Я заерзал на месте: ничего лучше она не могла сказать. Язык мой чесался, но она вдруг отложила нож. Пальцы ее сразу задрожали – это было удивительно видеть после трюка с заточкой. Она строго глядела на меня.

– Сейчас тебе чай налью, – сказала она. – Дочь сотовый мед привезла. Поешь.

Это не входило в мои планы. Но она уже двинулась к буфету, тяжко ступая на половицах. Отказаться было нельзя. Явился мед, пряники.

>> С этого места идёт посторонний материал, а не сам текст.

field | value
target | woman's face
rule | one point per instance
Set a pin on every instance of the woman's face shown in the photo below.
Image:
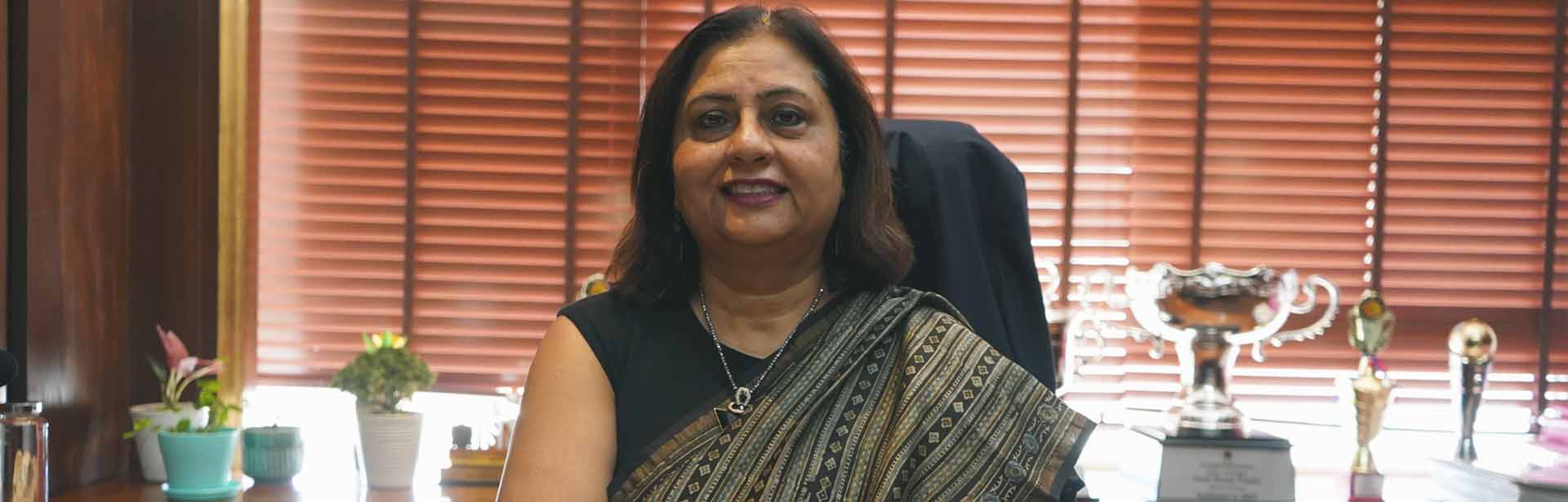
(756, 156)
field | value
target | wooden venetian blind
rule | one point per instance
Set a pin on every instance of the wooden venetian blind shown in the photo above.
(332, 182)
(1133, 180)
(1470, 121)
(455, 167)
(1285, 175)
(516, 193)
(491, 173)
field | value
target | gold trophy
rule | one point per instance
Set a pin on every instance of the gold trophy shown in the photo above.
(1371, 330)
(1471, 349)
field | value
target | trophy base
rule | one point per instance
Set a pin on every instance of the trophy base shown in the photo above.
(1237, 466)
(1366, 486)
(1206, 420)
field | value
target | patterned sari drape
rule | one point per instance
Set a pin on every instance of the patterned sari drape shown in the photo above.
(893, 398)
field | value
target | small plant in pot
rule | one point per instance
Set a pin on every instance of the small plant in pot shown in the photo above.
(199, 460)
(175, 379)
(383, 377)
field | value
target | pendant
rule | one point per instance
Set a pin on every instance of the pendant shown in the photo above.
(741, 402)
(736, 408)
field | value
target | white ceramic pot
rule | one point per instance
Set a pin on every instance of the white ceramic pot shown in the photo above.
(391, 447)
(148, 438)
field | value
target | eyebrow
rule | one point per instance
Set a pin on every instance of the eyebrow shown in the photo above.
(761, 96)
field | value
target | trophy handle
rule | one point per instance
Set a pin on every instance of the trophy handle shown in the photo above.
(1056, 281)
(1084, 325)
(1303, 308)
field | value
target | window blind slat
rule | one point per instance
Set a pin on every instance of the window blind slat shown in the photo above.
(332, 182)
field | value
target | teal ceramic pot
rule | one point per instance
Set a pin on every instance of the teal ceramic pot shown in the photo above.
(198, 460)
(272, 454)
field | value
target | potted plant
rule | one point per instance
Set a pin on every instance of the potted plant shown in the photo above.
(381, 379)
(199, 460)
(176, 377)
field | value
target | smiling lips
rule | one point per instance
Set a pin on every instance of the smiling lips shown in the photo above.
(753, 192)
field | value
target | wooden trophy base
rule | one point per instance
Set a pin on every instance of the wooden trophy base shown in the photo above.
(1366, 486)
(1247, 466)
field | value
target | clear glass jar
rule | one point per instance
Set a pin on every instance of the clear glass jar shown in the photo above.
(24, 454)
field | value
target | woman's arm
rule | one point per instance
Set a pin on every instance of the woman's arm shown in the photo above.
(564, 447)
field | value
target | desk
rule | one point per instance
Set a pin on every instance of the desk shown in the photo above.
(347, 491)
(1321, 459)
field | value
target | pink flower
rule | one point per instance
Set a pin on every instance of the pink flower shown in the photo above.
(173, 347)
(209, 367)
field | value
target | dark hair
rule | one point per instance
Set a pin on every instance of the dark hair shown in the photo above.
(866, 247)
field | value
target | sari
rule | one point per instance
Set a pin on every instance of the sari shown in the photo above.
(891, 398)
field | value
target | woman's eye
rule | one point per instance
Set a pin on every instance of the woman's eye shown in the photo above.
(710, 121)
(787, 118)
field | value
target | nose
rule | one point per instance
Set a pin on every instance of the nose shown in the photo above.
(748, 144)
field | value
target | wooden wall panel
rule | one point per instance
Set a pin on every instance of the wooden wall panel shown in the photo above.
(115, 211)
(172, 182)
(76, 233)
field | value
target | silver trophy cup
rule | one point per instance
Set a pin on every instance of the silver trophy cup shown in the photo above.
(1209, 314)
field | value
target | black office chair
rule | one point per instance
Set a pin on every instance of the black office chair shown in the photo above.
(964, 206)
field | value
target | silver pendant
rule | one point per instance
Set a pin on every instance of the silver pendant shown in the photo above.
(741, 402)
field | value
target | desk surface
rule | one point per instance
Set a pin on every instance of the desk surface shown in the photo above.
(1319, 474)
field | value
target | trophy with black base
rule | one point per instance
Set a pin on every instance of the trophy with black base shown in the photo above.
(1208, 452)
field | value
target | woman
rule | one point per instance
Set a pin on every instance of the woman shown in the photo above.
(753, 345)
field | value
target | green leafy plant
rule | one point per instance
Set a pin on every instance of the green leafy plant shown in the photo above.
(385, 374)
(218, 413)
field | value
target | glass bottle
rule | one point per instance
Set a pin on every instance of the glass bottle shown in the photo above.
(24, 454)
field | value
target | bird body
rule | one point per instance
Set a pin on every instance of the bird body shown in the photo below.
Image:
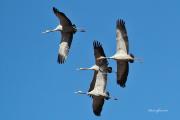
(98, 85)
(122, 55)
(67, 30)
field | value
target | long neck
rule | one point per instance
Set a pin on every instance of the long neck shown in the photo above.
(80, 30)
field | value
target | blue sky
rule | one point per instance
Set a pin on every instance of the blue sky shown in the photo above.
(34, 87)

Кипяток вскоре поспел. Запах заварки перебил нафталин. Но удобный миг был упущен. Чтобы продлить время, я спросил ее о ее прошлом. Она ответила, я спросил еще. Четверть часа спустя она извлекла из-под койки укладку и, открыв замок, откинула верх.

Тут было все богатство ее. Я увидел пуховую шаль, документы, письма, справки, какие-то свертки, банковскую книжку, блокнот… Она долго перебирала листки. Потом вынула фотографию и подала мне. Это был старый снимок: две девушки в пышных платьях и шляпках, завязанных под подбородок на бант.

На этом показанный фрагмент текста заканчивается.